When it comes to car buying, consumers tend to fall in one of two camps: the first buys whatever product has the best pricing, the best performance or the best fuel economy, while the second camp buys products from the same manufacturer time and time again. Automakers love brand-loyal customers, since it ensures them repeat business.
For years, it seemed like Honda and Toyota had a lock on customer satisfaction and brand loyalty. Both companies ran ads showing families who owned nothing but their cars, and both manufacturers earned a well-deserved reputation for quality. When you’re number one, however, there’s always a target on your back, and both Honda and Toyota seem to be learning this the hard way.
Which company has them in their crosshairs? Below are the top five automakers with brand-loyal customers, according to Kelley Blue Book’ most recent data.
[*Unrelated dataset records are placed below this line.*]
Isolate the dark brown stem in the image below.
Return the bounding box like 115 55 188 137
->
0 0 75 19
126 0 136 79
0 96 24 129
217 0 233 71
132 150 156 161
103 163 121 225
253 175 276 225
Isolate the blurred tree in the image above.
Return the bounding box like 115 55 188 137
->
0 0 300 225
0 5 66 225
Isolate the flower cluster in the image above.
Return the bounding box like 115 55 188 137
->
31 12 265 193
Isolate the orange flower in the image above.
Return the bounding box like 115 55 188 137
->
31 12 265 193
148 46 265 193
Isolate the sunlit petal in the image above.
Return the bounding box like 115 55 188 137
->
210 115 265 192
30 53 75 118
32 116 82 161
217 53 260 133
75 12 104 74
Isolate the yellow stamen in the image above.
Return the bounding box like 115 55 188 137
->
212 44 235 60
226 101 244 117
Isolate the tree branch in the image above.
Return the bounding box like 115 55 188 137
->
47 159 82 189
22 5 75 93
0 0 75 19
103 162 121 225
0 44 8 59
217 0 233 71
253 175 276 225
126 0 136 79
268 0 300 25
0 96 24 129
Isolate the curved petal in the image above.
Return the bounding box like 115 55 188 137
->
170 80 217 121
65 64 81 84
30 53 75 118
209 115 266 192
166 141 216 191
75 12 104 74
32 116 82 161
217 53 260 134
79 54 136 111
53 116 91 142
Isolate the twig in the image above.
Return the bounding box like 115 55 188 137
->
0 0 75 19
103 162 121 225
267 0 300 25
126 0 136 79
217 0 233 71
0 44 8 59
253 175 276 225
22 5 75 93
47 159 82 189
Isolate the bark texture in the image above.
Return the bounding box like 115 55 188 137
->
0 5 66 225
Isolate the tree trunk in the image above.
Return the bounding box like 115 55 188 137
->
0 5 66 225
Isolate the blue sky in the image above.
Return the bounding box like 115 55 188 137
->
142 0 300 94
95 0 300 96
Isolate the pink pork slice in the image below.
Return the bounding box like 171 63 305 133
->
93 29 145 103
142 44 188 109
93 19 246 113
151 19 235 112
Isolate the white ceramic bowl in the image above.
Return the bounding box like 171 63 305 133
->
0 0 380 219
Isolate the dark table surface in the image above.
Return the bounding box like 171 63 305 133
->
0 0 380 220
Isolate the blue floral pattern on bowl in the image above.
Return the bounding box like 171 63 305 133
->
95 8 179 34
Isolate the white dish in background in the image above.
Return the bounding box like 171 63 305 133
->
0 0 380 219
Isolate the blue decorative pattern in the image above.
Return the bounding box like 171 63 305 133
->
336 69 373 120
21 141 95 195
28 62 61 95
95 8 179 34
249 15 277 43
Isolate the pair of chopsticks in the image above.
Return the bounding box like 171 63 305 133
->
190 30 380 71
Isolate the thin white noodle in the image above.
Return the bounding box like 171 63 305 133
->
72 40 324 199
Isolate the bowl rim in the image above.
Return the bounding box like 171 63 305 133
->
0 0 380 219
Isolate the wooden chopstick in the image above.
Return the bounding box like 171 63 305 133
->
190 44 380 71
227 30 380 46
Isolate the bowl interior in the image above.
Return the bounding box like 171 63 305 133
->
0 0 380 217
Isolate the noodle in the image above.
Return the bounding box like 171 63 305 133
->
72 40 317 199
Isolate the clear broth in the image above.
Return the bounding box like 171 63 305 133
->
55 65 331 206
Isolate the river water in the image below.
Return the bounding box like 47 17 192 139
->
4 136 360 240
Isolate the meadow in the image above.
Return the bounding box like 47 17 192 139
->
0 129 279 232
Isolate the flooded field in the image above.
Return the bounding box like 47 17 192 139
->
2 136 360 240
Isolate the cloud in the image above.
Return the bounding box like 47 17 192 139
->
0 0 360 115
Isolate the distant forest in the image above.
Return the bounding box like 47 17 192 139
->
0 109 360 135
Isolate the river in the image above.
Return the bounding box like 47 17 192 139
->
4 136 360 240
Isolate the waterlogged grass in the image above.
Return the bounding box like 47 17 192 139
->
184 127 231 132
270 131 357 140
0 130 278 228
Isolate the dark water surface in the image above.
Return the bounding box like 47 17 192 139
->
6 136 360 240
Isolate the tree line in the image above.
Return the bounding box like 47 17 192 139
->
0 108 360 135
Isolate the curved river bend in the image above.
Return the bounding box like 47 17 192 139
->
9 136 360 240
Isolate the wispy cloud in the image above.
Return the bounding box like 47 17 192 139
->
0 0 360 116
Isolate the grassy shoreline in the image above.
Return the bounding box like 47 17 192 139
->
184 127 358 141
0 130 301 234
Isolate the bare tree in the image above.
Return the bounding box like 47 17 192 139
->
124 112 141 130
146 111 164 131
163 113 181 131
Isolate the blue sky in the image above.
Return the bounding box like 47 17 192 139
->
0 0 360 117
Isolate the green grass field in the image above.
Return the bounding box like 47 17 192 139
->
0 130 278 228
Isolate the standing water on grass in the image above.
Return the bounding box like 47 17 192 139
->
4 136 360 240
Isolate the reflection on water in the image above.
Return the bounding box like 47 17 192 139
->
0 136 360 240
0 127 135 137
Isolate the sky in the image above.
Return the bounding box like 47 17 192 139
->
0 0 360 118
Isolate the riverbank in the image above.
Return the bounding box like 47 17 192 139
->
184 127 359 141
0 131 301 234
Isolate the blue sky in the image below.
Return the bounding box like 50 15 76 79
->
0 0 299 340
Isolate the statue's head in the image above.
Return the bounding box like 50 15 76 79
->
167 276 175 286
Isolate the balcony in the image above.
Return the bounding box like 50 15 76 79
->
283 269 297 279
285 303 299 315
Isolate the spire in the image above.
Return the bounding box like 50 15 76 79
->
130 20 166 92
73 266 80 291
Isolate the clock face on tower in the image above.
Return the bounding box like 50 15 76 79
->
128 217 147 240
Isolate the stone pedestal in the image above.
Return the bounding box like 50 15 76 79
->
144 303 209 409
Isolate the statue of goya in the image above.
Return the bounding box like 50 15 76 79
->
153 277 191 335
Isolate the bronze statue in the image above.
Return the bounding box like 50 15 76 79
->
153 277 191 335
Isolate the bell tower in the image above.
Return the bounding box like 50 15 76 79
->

In the second quarter of this year, Hyundai’s brand loyalty was at 52.3 percent, thanks in part to value leaders like the new Hyundai Sonata and Elantra. As Japanese automakers are finding out, Hyundai is serious about dominating the U.S. market.
Honda’s brand loyalty remains strong at 49.7 percent, but not strong enough to earn them the number one spot. The automaker seems to have lost their way in terms of both design and product, which has opened the door for Hyundai to grab the number one spot.
Toyota slipped to number 3 in the second quarter of 2011, with brand loyalty at 47.7 percent. The upcoming Camry redesign will help, as will increasing inventories of their ever-popular Prius hybrid
Ford’s customer loyalty is at 45.4 percent, and I wouldn’t be a bit surprised to see this increase over the coming months. The automaker is making a great effort to train customers on their MyFord Touch / SYNC telematics system, and the company seems to be cranking out an endless stream of new and interesting products.
The perennial favorite of Vermont and New Hampshire, Subaru has brand loyalty of 44.8 percent. The automaker knows their customer base well, and significant changes to their product line aren’t likely. It it isn’t broken, why fix it?
I’ve owned vehicles from 8 or 9 manufacturers over the years, so I wouldn’t exactly call myself brand loyal. How about you? Do you stick to a single brand, warts and all, or do you buy the best car for the money?